The President of the Bosnian Serb entity of Republika Srpska, Milorad Dodik, on Wednesday sent an open letter to Banja Luka Bishop Franjo Komarica after Komarica compared the killings at Bleiburg with the suffering of Croats in Banja Luka during the 1992-95 war in Bosnia and Herzegovina, when local Croats were exposed to mass persecution and killing. 

Dodik's open letter, forwarded to the local media, says that with his latest statement the bishop "has crossed the line of tolerance" which he said both of them "are obliged to maintain", noting that until now he had refrained from similar reactions even though he had reason to react.

Asked by reporters on Tuesday why he served Mass at Bleiburg on May 14, Banja Luka's Roman Catholic bishop said that he went there to pay respect to innocent victims, warning that the war-time events in Banja Luka, which had been almost entirely cleansed of non-Serbs, were being persistently ignored.

"This here is Bleiburg.... that is what I wanted to say at Bleiburg... Go to Banja Luka and take a look, Bleiburg is there. Where are Banja Luka residents, why were they killed, why have they been denied the right to their identity? They have no right to their place of origin. That's Bleiburg for me," Komarica said, adding that it was time to take off masks and admit the full truth about all crimes.

In his open letter, Dodik said that with his statement Komarica hit a raw nerve, namely the issue of victims of Ustasha crimes committed in World War II, whom he described as "the holiest martyrs."

"You served Mass for the victims of Bleiburg, which is your right. I am confident that you know that some of the Bleiburg victims were responsible for our suffering in the areas of Mt Kozara, Banja Luka and Donja Gradina but that none of our victims were responsible for the death of people for whom you served Mass at Bleiburg. Therefore your comparison of Banja Luka and Bleiburg is horrible, to say the least," Dodik said, without replying to Komarica's question as to who killed and expelled non-Serbs from Banja Luka and why.

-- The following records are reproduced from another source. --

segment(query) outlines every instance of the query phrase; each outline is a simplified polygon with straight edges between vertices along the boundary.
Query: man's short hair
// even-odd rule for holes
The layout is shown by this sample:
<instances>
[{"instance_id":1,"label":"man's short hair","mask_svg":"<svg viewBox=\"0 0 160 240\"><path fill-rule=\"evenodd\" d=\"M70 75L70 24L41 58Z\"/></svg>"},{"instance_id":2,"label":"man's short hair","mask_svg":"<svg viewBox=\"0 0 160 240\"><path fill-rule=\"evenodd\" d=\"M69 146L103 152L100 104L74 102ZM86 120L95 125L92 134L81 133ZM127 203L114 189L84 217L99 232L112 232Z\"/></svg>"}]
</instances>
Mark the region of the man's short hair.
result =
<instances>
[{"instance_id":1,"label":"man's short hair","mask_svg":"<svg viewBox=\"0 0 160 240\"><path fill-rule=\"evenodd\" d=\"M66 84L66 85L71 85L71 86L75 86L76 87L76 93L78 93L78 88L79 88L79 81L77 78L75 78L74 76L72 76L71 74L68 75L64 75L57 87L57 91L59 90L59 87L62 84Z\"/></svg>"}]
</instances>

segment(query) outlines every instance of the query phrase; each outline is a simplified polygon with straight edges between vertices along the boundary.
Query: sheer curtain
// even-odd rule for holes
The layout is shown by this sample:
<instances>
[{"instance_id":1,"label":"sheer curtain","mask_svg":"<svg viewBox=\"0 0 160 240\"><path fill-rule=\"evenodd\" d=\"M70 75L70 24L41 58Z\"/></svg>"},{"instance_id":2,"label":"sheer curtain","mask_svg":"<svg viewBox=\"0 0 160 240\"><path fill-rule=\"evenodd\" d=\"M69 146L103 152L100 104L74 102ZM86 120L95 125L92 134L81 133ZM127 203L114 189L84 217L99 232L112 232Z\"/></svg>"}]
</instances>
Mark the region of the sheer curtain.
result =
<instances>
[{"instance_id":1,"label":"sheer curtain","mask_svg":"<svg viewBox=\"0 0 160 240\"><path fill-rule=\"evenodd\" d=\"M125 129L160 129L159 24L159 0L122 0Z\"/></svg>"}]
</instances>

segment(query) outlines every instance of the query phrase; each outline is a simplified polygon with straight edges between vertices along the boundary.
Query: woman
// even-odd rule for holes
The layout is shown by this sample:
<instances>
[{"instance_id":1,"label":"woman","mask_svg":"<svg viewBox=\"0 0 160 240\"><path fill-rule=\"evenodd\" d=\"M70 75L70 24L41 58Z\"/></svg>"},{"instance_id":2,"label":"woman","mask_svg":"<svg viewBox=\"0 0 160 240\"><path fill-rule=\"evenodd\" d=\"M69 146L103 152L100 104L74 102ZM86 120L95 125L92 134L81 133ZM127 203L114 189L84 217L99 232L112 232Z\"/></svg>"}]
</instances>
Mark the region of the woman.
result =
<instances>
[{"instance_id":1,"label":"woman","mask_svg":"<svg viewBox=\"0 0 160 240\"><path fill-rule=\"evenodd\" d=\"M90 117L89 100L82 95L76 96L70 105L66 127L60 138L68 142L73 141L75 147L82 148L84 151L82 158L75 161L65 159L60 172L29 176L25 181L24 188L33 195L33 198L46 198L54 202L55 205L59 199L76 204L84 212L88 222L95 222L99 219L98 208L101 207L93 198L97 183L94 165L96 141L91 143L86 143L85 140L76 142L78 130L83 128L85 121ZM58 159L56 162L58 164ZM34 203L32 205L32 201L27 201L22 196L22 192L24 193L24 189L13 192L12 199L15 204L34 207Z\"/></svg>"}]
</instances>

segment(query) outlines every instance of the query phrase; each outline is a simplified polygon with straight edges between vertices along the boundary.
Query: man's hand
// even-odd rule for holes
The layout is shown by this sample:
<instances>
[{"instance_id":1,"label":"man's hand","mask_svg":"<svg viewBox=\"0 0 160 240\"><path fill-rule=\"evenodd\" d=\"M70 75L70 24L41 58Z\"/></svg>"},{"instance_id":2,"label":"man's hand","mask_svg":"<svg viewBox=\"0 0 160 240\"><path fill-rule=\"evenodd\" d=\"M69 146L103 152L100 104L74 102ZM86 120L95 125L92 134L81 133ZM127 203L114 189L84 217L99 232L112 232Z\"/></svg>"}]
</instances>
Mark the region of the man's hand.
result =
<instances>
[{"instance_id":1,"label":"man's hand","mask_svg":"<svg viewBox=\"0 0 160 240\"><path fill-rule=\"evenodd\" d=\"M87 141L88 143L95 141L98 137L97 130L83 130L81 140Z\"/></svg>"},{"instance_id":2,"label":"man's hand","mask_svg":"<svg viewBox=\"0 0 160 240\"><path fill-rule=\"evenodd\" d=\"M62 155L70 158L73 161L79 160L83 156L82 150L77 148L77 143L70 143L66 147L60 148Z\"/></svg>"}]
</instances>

He also said that he understood Komarica's concern about the present and future of his people and was willing to help him in that regard but that he was not sure the bishop was helping his people with such statements.  

Resenting Komarica's "harsh words", Dodik said that the past could not be changed but that "the future can be significantly impacted through care, hard work and tolerance."

The dignitary has also warned on many occasions about a deteriorating status of Catholics in his diocese, noting that before the 1992-1995 war, 220,000 Catholic Croats lived in the area which is now under the control of the Bosnian Serbs, while now only an estimated 13,000 have remained.

More than 400 Roman Catholics, mostly Croats, and four priests have been killed in their homes by Serb armed groups in the Banja Luka region, north-western Bosnia, during 1992-1995, according to a statement issued by Banja Luka Diocese officials in 1995. Thirty seven (37) churches were blown up or burnt, 17 churches heavily devastated, and another 21 suffered minor kinds of damage in the Banja Luka area in this period, according to the statement. Besides, 24 houses of the Roman Catholic parishes were pulled down or ruined. Many Catholics were physically abused, and several hundreds of them were taken by force for hard labour on fronts. These acts were committed in a Bosnian area that has not been directly exposed to war, according to the statement. The statement underlines that Serb authorities in Banja Luka have never taken any action to find perpetrators of such crimes and to protect innocent people.